What diameter is the cane?


Cheers,
Brewer Pete


----------



## Pumpy (19/6/09)

jarrad said:


> I'm pretty sure I played a game called siphon filter once, but it had little relevance to home brewing.
> 
> Some of my country wines start off a bit chunky with fruit pulp:
> 
> ...



some winne shops have a little U bend made from glass that you plug into a tube so you are not sucking up the heavy sediment .

Love the shape of the fermenter where did you get it from its classic 

Pumpy


----------



## pdilley (19/6/09)

Its a classic demijohn shape -- that is, when you take it out of the basket. I have a lovely 54 litre sized one of hand blown Italian glass. I stuck it on top of my coffee table once and everyone though it was some fancy thing from a European furniture shop! Go figure.

Next time I'm putting flowers in it! 

What I've seen but have not got yet is glass globes with a straight tall cylinder of glass coming out the top like something out of a wizards or witches lab. It was used as a commercial Mead's actual bottle in the stores and looked very noice.

Cheers,
Brewer Pete


----------



## jarrad (23/6/09)

Yeah - I got it from the homebrew shop.
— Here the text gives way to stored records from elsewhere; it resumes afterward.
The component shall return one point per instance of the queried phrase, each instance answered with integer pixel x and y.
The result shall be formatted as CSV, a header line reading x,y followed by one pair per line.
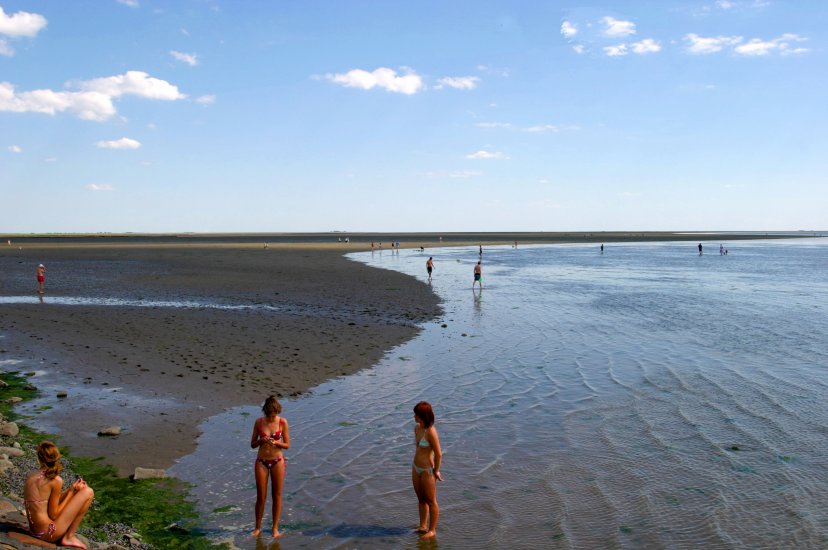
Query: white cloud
x,y
616,51
757,47
133,83
648,45
462,174
616,27
99,187
542,129
706,45
190,59
123,143
385,78
484,155
94,102
21,24
458,82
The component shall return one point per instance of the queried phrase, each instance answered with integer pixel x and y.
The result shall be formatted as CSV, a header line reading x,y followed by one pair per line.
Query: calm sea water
x,y
643,397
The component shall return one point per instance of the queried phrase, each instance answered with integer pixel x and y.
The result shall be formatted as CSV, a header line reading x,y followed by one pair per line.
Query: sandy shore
x,y
311,315
308,314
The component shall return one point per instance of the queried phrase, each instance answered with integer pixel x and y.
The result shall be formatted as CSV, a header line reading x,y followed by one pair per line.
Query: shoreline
x,y
158,372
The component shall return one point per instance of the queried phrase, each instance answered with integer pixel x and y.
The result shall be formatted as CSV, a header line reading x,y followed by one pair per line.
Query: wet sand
x,y
165,369
311,315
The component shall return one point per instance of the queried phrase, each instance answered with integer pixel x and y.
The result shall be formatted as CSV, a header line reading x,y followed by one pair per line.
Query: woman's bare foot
x,y
72,541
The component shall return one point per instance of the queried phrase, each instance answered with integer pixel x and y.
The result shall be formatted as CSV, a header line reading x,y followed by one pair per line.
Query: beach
x,y
236,323
156,333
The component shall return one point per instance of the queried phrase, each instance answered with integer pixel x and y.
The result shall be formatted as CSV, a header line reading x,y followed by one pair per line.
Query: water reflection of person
x,y
271,436
425,471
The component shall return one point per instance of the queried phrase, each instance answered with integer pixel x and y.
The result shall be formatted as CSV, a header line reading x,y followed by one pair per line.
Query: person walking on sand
x,y
54,515
425,471
271,436
41,278
478,276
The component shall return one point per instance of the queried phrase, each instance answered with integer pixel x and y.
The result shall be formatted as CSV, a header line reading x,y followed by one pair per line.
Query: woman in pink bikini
x,y
54,515
271,436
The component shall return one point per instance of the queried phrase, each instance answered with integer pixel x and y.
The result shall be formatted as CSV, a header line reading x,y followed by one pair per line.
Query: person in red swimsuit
x,y
271,437
41,277
54,515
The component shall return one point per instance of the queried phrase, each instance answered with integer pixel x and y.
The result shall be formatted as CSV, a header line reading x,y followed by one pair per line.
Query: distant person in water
x,y
54,515
425,471
271,437
41,278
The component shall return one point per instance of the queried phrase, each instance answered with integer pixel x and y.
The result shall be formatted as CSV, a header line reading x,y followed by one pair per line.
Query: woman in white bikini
x,y
425,471
54,514
271,436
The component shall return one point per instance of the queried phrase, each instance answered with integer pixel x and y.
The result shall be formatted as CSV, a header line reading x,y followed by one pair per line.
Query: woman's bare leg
x,y
277,478
428,484
422,506
66,525
260,472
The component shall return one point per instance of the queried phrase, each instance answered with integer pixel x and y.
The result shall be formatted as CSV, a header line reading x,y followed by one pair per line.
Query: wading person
x,y
425,471
54,515
271,437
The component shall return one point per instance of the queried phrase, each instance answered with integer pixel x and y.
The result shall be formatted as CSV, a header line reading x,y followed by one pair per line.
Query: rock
x,y
9,429
7,506
15,519
12,451
29,541
149,473
110,431
5,465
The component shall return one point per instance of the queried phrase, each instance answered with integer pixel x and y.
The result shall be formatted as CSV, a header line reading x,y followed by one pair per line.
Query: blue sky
x,y
206,115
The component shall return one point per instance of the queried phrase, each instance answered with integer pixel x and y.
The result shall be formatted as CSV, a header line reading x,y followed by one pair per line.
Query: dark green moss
x,y
158,510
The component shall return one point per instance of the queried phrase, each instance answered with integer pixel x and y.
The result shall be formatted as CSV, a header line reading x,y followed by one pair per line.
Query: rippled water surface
x,y
643,397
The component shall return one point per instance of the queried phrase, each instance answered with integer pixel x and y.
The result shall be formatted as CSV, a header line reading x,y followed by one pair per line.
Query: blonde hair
x,y
48,455
272,406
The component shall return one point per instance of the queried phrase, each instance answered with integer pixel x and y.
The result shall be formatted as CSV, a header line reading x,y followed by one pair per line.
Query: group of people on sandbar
x,y
271,436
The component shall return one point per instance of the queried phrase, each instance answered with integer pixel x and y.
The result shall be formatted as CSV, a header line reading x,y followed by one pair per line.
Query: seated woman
x,y
54,514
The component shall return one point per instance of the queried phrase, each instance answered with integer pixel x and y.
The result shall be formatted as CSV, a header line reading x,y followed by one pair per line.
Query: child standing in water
x,y
425,471
271,436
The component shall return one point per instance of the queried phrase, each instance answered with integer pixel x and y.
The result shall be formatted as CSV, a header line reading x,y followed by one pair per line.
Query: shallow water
x,y
646,397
Pretty nice, and a managable size too (15L).

Thanks for the replies. I don't have a racking cane, so i just attached a bit of stiff pipe to the end of my usual plastic tube then sealed the end and melted holes up the sides with a metal skewer. Afterward I thought of an even easier idea - join a plastic burley cage to the end. Might give it a go next time.


----------